Why We Need To Have It Out Over Hacking
Hacking is a frequent topic of conversation when it comes to auto autonomy or interconnectivity. But, it has been all bark and none bite up until now. While the concern is raised in conversations about new tech, it is not mentioned in announcements and articles showcasing the most recent auto integrations of responsive or interconnected technologies.
None of the resources mentioned in our earlier articles about autonomy and interconnectivity addressed hacking. Manufacturers and government agencies didn't have much to say about this virtual threat. Now it's back to bite them.

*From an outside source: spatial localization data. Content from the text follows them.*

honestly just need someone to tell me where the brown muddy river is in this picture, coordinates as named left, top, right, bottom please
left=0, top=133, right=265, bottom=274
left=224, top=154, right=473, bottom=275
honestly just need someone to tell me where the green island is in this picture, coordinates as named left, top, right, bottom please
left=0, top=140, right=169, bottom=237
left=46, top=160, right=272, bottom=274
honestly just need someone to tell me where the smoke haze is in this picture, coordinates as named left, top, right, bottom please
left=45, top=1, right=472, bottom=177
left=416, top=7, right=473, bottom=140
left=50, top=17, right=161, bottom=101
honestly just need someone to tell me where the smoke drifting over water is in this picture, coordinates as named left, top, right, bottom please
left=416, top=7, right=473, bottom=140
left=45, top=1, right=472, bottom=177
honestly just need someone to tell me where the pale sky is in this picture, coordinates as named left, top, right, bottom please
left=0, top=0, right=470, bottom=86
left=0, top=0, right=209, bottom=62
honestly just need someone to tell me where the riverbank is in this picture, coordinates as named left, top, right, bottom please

Last month, Chris Valasek (Director of Vehicle Security Research at IOActive) and Charlie Miller (Security Researcher for Twitter), hacked into a Jeep Cherokee that was driving 70 mph on the highway just outside of Saint. Louis. The entire article can be found at Wired.com. The Black Hat conference will take place in Las Vegas this week. Researchers plan to discuss in-depth how and why hackers can access the car from anywhere in the country.

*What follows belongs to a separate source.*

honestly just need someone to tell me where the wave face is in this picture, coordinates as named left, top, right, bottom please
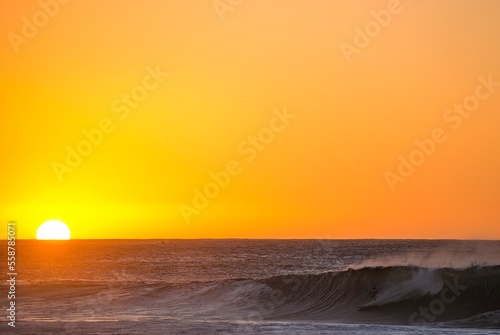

Andy Greenberg (senior writer at WIRED), was pre-warned but still totally freaked out and was subject to poltergeist-like attacks against his AC, radio and windshield wipers. The hackers then cut the transmission of the car. Greenberg was unable to control his car and other cars started following him. He found himself immobile on the highway. He tried to stay calm but was very scared.
Ignorance isn't bliss
There has been a lot of panic and finger-pointing since the shocking revelation of this auto-vulnerability. Many of the panic is justified as hacking is not a new threat. USA Today reports that at last year's Black Hat conference, numerous workshops dealt with the threat of connecting machines and systems to the internet. This includes everything from cars and refrigerators to computers.
Find out more about our vehicle transport.
A drone that was displayed at the DefCon hacking conference in 2011 had already cracked Wi-Fi networks, intercepted phone conversations and textes without the knowledge of the communications provider or the customer. Electronic information can be captured from a large range of people, even those who are unaware or have not accepted this intrusion on their privacy.
According to a Senator Ed Markey report in February 2013, "Tracking & Hacking, Security & Privacy Gaps Place American Drivers at Risk," automakers have either ignored or failed to take appropriate anti-hacking steps.
Markey wrote letters to automakers to inquire about interconnected technologies in their vehicles. They were also doing everything they could to protect against hackers who could control a vehicle. 16 of the 20 respondents confirmed that all vehicles had some form of internet connectivity. However, only seven of them had hired specialists to examine their security and only two of them claimed that they had malicious digital command monitoring devices.
"Consumers should be aware that this is a problem and should complain to carmakers. Miller said that this could be the software bug most likely causing death.
What is the Hack?
Automakers are trying to overcome the accusations of ignorance and apathy. While the drive (and demand), has been to create smarter, more efficient cars, both the untested and unique aspects of this tech have created gaps in safety systems.
Chrysler issued a recall on 1.4 million vehicles at the end of July for this vulnerability. According to their Web site, vehicle software may need updates in the same way as a tablet or smartphone. Owners of cars can download or use the USB to update.
Miller and Valasek published a 2014 report that stated the possibility of remote access to a vehicle by an attacker and suggested how they could influence it remotely. The researchers were also shared with Chrysler before the road test that revealed the vulnerability, which allowed Chrysler to create the patch ahead of time. Miller responded to the recall announcement in WIRED. He stated that he was surprised that they hadn't done so before and that he's glad they did.
Despite this response, it is clear that this critical component of vehicle connectivity was not taken seriously up until now. Three Jeep Cherokee owners filed a complaint last week against Fiat Chrysler Automobiles as well as Harman International, the maker of Chrysler's dashboard computers. They accused them of fraud and negligence, unjust enrichment, and breach of warranty. Plaintiffs claim that companies sold vehicles to customers with serious security defects and that the patch doesn't solve the problem.
Maleware is here
The Internet connection in a car's computer controls entertainment, communication and navigation as well as warning systems. Miller and Valasek claim that anyone with an IP address can access the car from any part of the country. Vehicle hacking isn’t a problem with software that can be fixed. It’s a matter of awareness and responsibility about the steps that must be taken to protect consumers from newly-equipped electronics before they hit the roads.
A new Senate bill was introduced to address automotive cybersecurity standards, just a week after the road test went live. The bill would direct National Highway Traffic Safety Administration (NHTSA) to set minimum security levels for all driver controls that are connected to vehicle communication software.
It's sad that this issue has been neglected for so many years. However, manufacturers and legislators are starting to take action (better late than never). Although we believe that virtual safety will eventually be acceptable, hackers and patchers may still be in a race, especially after Miller, Valasek, reveal details of their research at this week's conference.